Set and Reset/Reset - Last Shelter

Candoco Dance Company

Six Dancers dressed in  see-through grey clothes dancing on a black stage
Trisha Brown, Jeanine Durning
64 min

In 2022, Dance Reflections by Van Cleef & Arpels is supporting the Arts Center at NYU Abu Dhabi for the presentation of Set and Reset/Reset and Last Shelter, by the Candoco Dance Company.

Intimacy, virtuosity, and precision embodied in movement by the world’s foremost inclusive dance company. 

Candoco Dance Company presents a gripping double bill from two boundary-breaking choreographers in celebration of the different ways of seeing, of being, and of making art, putting us at the forefront of conversation around dance and disability. Bridging the mainstream and the experimental, the company’s bold approach and powerful collaborations create distinctive performances and far-reaching learning experiences. 

Set and Reset/Reset by Trisha Brown

The evening begins with Set and Reset/Reset, a restaging of Trisha Brown’s landmark choreography, which was titled Set and Reset (1983). See dancers move with dream-like fluidity to Laurie Anderson’s driving score. Drawing from Brown’s original set of instructions, line up, play with visibility and invisibility, keep to the periphery of the space, act on instinct, and keep it simple, the piece evolves in response to the dancers. Recreated in 2011, 2016, and 2021, Set and Reset/Reset is an example of a living legacy, an iteration of Brown’s choreographic brilliance, in conversation with the impulses and instincts of the dancers you see today. 

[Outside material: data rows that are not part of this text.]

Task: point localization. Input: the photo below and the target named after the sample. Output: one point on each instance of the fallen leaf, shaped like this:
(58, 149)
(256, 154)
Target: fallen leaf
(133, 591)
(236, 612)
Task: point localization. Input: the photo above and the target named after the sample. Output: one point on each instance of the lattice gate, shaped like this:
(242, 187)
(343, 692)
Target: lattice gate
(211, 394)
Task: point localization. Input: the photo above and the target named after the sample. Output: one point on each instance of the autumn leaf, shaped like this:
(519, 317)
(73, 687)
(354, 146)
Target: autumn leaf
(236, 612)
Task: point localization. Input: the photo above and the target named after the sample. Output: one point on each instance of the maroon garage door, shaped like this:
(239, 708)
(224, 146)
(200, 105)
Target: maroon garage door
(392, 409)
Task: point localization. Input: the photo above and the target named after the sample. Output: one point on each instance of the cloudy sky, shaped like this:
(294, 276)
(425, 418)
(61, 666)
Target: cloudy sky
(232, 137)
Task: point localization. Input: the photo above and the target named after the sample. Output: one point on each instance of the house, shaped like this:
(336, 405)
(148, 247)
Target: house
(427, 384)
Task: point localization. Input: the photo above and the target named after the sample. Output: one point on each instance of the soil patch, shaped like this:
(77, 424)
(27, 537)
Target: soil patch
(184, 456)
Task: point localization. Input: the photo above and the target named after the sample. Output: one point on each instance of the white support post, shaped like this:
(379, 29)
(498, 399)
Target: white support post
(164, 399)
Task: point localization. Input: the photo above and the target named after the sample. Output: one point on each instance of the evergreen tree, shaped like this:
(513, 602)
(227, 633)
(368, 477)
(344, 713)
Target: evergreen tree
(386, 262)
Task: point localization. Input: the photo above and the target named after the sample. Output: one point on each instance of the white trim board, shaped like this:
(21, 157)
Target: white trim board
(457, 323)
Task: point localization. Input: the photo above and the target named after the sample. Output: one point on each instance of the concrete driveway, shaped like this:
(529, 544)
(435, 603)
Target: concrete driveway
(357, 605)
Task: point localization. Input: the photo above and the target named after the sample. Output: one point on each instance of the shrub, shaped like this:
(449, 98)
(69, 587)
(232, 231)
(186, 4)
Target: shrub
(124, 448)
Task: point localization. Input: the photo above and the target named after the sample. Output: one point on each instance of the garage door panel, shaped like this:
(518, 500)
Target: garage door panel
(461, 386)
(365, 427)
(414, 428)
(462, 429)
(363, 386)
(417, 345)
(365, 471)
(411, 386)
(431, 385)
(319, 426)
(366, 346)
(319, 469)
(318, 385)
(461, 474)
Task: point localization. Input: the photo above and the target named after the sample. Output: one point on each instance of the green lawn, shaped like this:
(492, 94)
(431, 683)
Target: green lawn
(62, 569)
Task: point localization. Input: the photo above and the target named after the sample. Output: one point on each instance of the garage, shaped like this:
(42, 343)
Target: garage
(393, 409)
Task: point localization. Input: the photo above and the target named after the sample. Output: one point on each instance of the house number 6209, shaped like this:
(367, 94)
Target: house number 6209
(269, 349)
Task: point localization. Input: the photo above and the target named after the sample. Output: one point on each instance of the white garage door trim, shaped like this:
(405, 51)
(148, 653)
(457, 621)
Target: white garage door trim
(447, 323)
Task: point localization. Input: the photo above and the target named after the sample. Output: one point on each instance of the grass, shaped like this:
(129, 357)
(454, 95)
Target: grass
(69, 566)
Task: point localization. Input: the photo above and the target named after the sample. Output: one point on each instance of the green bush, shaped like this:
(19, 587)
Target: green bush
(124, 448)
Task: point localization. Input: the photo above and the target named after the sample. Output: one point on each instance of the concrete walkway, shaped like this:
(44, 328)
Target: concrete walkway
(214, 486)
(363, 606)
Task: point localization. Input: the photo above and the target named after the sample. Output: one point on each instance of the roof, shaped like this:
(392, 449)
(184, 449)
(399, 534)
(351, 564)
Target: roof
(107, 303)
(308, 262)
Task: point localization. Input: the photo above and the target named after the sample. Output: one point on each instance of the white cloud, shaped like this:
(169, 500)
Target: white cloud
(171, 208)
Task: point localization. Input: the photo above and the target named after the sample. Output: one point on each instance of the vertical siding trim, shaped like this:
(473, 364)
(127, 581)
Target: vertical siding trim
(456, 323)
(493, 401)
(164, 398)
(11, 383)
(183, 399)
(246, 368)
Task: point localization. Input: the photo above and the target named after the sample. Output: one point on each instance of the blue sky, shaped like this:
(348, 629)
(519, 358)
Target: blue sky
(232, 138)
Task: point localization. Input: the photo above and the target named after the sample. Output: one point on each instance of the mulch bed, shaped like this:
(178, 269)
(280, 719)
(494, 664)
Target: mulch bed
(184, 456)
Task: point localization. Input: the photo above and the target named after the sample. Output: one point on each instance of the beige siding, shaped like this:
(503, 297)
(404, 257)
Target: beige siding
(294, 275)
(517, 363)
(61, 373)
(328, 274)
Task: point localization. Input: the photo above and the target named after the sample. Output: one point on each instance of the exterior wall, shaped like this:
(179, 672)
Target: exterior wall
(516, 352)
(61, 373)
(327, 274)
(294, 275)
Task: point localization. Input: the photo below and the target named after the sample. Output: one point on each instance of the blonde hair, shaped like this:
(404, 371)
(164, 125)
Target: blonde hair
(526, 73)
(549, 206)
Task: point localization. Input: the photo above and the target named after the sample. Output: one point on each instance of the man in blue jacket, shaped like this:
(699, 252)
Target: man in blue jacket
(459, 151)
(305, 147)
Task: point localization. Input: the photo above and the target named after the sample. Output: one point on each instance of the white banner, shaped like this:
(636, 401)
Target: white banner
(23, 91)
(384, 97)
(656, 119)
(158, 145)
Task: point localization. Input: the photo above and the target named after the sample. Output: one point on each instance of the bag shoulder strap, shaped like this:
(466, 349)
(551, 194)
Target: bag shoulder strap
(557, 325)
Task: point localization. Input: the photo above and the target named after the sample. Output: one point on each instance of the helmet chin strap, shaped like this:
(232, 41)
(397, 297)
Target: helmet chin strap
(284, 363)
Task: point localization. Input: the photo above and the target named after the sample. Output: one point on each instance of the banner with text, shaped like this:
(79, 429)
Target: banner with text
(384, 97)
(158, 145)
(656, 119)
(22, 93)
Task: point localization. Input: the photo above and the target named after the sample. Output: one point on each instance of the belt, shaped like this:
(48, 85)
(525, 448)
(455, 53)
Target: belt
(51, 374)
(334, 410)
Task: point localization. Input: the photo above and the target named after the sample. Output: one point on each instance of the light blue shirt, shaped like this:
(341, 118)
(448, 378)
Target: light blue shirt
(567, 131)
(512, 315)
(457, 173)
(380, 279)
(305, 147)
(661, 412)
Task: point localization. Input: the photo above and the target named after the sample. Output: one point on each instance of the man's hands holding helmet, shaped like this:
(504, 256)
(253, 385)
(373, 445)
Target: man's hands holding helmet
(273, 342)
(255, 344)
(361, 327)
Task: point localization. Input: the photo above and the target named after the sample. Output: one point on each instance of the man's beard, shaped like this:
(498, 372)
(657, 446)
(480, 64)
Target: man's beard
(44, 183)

Last Shelter by Jeanine Durning

In contrast, Jeanine Durning’s Last Shelter explores the enduring human desire to build something together. Working with precise materials within variable scores, the piece unfolds uniquely for each performance - ever shifting, teetering at the edge of what could be, somewhere between individual agency and collective will. With rigor and care, the dancers surrender to and grapple with time, place, and fate, finding temporary balance in provisional structures and makeshift meanings. The choreography highlights the velocity and precision of each dancer’s decision-making from moment to moment in this act of intimacy to witness the labor and desire of the dancer attending to themselves and one another, in their practice.

Photo : © Camilla Greenwell

About the artists

Black and white portrait of Trisha Brown dancing

Trisha Brown

Trisha Brown (1936-2017) is considered one of the most inventive and influential dancers and choreographers of the second half of the 20th century. She founded her dance company in 1970. In doing so, she embarked on a 40-year odyssey along the many paths of contemporary dance, marked by improvisation and experimentation, pushing back the limits of the body and appropriating unexpected urban and natural spaces (rooftops, walls, galleries, etc.). A creator of more than 100 choreographies and six operas, she was also a visual artist, collaborating over the years with innovative artists including Robert Rauschenberg and Laurie Anderson. 

Photo : Trisha Brown © Johan Elbers

jeanine durning

Jeanine Durning

Jeanine Durning is an Alpert Award winning choreographer and performer from New York whose work has been described by The New Yorker as having both “the potential for philosophical revelation and theatrical disaster.” Since 1998, Durning has created both solo and group works, presenting nationally and internationally. Her most recent projects are centered around a procedural practice she calls nonstopping. In 2010, Durning premiered her critically acclaimed solo inging (based on a practice of nonstop speaking) in Amsterdam, and has since performed the work over 50 times across Europe, the US, and in Canada. In support of her new project dark matter, selfish portrait, in collaboration with Berlin-based sound designer Tian Rotteveel, Durning has received residencies at Seoul Dance Center, Korea and DNK in Sofia, Bulgaria (both through the support of Movement Research, NYC), the Rauschenberg Foundation in Captiva, FL, and multiple residencies at Maggie Allesee National Center for Choreography (MANCC). Durning has had the privilege to collaborate with many choreographers, including David Dorfman, Bebe Miller, Susan Rethorst, Martha Clarke, and Annie B. Parson, to name a few.